El siervo mayor Liu sabía que Matriarca. Él estaba más preocupado por He Changdi que sus nietos, por lo que aprovechó la oportunidad para animar a la Matriarca con algunas noticias.
¿Qué otra cosa podría hacer feliz a Matriarch He, aparte de las buenas noticias sobre la pareja más joven de su familia?
Cuando Madame Zou llegó a la entrada del dormitorio con sus hijas en la mano, escuchó los sonidos de la risa desde adentro.
Madame Zou frunció el ceño; en este mes, en realidad se había adelgazado un poco. Sus mejillas originalmente algo regordetas ahora estaban hundidas en su rostro, haciéndola parecer mucho más vieja de lo que realmente era.
Ella apretó los dientes con una chispa de tristeza en sus ojos.
El cumpleaños de su suegra ya casi había llegado y ella era la que tenía que encargarse de todos los asuntos relacionados con ella como la señora a cargo de la casa. Estaba tan ocupada que apenas tuvo tiempo para descansar. Ya era suficientemente malo que la matriarca no la ayudara, pero mira lo que sucedía en su patio. Estaban riendo tan fuerte como si hubieran olvidado sus modales.
Little An y Little Lin temblaban bajo el control de su madre. Sus expresiones parecían un poco tensas, como si pudieran sentir la infelicidad de su madre.
La sirvienta que vigilaba la puerta ayudó a Madame Zou a levantar las cortinas que cubrían la entrada y Madam Zou condujo a sus dos pequeños a la cálida habitación.
Cuando vieron a la afable Matriarca, él, Little An y Little Lin inmediatamente se liberaron de las manos de su madre y corrieron hacia la matriarca.
Matriarca Se rió entre dientes y levantó a los dos niños para que se sentaran a cada lado de ella. Ella entonces les dio unas palmaditas en la cabeza.
«Han venido Little An y Little Lin. ¿Hacía frío afuera?»
La pequeña An tiró de la mano de su pequeña hermana y miró en secreto a Madame Zou antes de negar con la cabeza obedientemente. «La pequeña An no tiene frío. ¡La pequeña An quería venir a ver a la bisabuela antes!»
«¡Ay, mi pequeño An es el mejor!»
Matriarca Se llevó rápidamente a la Pequeña Anita de seis años y la abrazó.
Como la salud de la matriarca se acababa de recuperar, el siervo Liu temía que el peso de Little An pudiera dañar el cuerpo de la matriarca. Lanzó una rápida mirada a las dos niñeras que esperaban y las dos niñeras se apresuraron a llevar a los niños para jugar.

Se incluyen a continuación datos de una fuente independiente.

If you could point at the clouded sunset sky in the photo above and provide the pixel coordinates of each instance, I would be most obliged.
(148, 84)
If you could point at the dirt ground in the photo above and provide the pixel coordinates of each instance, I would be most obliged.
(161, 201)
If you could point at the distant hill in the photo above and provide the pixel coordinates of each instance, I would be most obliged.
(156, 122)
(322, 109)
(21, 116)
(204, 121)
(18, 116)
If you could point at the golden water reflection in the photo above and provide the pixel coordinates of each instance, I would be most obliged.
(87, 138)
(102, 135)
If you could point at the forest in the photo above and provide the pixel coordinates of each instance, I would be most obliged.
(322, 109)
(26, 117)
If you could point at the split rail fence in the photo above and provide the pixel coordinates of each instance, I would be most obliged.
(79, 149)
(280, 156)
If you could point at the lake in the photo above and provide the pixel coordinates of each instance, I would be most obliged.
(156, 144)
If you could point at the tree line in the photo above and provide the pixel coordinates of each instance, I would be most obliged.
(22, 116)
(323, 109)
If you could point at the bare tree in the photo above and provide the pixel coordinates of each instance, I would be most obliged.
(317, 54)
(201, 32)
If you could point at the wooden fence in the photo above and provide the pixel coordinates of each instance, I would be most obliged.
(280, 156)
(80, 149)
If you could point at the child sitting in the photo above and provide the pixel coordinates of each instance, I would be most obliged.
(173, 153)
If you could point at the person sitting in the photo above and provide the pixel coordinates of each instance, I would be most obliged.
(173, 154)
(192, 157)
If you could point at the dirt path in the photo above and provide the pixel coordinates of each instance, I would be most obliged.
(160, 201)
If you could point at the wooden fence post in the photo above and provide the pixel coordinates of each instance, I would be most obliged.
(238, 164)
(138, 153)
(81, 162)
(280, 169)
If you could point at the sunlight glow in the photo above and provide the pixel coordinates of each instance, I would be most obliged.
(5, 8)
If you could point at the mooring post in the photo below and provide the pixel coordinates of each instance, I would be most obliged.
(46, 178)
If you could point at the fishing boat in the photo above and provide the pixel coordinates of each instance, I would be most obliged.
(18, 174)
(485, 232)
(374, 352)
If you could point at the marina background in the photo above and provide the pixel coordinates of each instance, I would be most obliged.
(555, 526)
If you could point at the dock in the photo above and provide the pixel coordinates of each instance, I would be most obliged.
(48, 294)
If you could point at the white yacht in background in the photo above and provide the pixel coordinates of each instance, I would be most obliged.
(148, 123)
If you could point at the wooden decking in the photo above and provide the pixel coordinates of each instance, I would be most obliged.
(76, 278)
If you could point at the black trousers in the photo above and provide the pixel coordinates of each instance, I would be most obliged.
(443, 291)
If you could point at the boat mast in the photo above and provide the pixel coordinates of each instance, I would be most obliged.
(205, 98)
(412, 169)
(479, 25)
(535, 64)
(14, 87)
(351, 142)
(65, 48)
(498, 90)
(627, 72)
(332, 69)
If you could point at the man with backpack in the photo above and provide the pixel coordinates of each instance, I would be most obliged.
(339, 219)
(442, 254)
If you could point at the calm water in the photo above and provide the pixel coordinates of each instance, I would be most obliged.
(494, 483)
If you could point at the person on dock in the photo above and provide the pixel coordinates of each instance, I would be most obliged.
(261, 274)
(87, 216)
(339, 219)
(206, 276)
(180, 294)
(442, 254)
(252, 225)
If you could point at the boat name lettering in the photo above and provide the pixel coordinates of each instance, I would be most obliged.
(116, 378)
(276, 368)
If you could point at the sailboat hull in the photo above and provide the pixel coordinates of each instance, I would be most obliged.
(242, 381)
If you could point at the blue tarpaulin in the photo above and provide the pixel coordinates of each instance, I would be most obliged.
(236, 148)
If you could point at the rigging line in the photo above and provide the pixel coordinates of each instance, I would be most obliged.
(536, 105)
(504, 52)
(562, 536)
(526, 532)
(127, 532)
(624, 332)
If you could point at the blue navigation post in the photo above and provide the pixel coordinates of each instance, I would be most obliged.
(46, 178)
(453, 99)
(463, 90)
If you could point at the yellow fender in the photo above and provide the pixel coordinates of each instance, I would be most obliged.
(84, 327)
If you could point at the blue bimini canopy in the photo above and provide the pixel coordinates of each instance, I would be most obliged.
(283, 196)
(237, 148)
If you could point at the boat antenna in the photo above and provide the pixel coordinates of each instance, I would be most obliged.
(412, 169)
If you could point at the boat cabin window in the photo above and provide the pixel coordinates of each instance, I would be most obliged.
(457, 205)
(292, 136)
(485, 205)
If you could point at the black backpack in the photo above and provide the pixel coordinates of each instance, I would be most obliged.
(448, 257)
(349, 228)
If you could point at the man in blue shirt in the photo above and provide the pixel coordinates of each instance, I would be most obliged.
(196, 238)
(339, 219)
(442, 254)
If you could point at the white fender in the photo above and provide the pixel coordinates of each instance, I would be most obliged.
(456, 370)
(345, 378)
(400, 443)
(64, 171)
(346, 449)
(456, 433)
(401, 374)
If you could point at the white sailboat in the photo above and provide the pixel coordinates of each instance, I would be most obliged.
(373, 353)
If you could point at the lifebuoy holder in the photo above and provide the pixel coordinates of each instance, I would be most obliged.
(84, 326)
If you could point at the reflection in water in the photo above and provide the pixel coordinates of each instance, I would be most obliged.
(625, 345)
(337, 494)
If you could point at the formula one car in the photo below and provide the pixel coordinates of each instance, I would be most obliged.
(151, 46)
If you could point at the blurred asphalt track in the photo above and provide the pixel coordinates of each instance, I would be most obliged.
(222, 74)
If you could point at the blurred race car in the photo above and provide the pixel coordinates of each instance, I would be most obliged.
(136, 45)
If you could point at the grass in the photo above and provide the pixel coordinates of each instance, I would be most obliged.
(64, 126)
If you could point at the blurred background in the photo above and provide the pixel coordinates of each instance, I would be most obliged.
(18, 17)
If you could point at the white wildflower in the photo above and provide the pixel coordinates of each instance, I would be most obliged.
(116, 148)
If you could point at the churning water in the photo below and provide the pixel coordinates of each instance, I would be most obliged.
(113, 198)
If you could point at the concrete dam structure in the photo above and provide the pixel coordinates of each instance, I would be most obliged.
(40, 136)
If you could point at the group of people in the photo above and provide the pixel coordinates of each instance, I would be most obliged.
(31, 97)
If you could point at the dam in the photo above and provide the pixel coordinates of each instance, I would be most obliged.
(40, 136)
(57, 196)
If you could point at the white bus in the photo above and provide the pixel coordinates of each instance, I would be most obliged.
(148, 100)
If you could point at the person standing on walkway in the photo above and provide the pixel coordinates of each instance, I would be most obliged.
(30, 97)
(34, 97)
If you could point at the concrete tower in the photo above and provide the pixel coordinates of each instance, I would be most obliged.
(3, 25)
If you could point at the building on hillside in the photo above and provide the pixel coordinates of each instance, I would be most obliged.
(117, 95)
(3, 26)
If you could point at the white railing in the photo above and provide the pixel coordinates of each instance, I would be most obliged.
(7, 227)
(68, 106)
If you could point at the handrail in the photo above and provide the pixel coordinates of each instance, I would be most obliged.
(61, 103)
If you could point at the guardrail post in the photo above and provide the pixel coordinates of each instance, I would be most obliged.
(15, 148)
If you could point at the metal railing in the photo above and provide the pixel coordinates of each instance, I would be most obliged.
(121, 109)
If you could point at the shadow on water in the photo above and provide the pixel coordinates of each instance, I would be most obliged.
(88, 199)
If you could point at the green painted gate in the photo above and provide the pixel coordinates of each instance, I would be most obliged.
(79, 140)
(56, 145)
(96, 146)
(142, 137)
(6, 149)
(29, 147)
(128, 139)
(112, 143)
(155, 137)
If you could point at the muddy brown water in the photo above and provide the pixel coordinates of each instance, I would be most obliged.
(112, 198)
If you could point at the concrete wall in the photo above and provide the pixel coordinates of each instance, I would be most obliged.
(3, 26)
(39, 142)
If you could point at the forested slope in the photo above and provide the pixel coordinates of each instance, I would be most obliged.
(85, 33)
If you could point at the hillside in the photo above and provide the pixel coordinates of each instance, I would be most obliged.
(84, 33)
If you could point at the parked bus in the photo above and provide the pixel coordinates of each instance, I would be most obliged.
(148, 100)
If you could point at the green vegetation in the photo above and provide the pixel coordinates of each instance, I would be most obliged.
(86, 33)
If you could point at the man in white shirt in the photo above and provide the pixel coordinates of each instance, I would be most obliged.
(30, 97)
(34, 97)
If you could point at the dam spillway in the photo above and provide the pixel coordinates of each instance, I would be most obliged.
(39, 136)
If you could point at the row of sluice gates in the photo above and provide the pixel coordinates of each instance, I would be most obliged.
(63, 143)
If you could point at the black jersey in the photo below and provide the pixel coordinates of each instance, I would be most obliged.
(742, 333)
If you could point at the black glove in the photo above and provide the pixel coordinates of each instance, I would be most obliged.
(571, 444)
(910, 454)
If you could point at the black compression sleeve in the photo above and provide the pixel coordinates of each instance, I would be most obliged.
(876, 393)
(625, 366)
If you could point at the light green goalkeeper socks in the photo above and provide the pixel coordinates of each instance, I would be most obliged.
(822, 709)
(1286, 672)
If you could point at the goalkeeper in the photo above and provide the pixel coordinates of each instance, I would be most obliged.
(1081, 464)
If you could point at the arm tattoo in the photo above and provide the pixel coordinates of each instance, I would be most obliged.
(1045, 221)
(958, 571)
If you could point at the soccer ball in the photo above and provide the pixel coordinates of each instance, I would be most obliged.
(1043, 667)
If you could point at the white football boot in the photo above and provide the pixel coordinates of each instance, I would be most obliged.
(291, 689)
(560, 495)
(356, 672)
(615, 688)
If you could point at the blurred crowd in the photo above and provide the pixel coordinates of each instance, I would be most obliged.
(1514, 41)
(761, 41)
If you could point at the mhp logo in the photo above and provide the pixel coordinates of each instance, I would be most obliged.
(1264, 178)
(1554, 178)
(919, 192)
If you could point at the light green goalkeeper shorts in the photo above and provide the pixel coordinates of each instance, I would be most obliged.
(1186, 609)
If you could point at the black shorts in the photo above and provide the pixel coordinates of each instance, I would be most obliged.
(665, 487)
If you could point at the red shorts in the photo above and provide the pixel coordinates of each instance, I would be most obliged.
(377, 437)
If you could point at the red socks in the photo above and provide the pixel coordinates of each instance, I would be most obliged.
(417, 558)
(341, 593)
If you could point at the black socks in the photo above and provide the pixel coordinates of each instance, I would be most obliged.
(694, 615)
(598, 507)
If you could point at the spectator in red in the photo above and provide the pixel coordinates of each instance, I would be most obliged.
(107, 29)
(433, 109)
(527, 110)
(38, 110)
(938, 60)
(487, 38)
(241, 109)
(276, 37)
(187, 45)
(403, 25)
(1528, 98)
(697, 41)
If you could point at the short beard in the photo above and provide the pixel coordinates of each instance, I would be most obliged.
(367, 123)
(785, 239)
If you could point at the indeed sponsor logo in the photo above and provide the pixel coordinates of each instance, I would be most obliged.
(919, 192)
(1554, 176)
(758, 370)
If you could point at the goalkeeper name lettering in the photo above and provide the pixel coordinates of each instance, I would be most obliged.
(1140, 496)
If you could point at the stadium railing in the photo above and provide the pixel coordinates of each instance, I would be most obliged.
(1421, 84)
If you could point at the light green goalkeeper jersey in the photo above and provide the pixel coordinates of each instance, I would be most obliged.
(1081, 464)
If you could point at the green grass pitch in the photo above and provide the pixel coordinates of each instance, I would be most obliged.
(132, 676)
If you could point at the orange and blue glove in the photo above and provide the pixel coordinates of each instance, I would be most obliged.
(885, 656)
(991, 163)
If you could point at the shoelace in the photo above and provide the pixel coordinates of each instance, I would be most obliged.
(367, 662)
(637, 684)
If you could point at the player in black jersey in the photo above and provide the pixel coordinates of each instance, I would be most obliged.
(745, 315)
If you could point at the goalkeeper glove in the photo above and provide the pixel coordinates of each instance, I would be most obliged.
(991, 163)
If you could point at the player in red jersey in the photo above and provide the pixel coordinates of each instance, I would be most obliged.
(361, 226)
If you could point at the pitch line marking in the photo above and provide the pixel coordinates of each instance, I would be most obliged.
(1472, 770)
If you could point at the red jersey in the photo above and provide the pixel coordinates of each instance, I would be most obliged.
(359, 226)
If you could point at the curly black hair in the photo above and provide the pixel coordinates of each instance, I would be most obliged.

Fue solo después de que Madame Zou había terminado de ver a la Matriarca a la que unía a sus dos hijos que dio un paso al frente para saludar a la matriarca. «Nieta en la ley saluda a la abuela».
Matriarca Agitó la formalidad e instruyó a su nieta en sentarse.
«Ahora hace más frío afuera. Little An y Little Lin todavía son jóvenes y solo son niñas. Sus cuerpos son frágiles, así que no tienes que llevarlos a saludarme todos los días. Deja que los dos niños duerman un poco. Más.»
Esta era solo la forma de cuidar de la Matriarca He para sus bisnietas, pero parecía tener un significado diferente en la mente de la señora Zou.
Su expresión se puso rígida y respondió: «Eso no sería bueno, abuela. Aunque son jóvenes, todavía son tus legítimas bisnietas. Saludarte por la mañana es parte de sus deberes».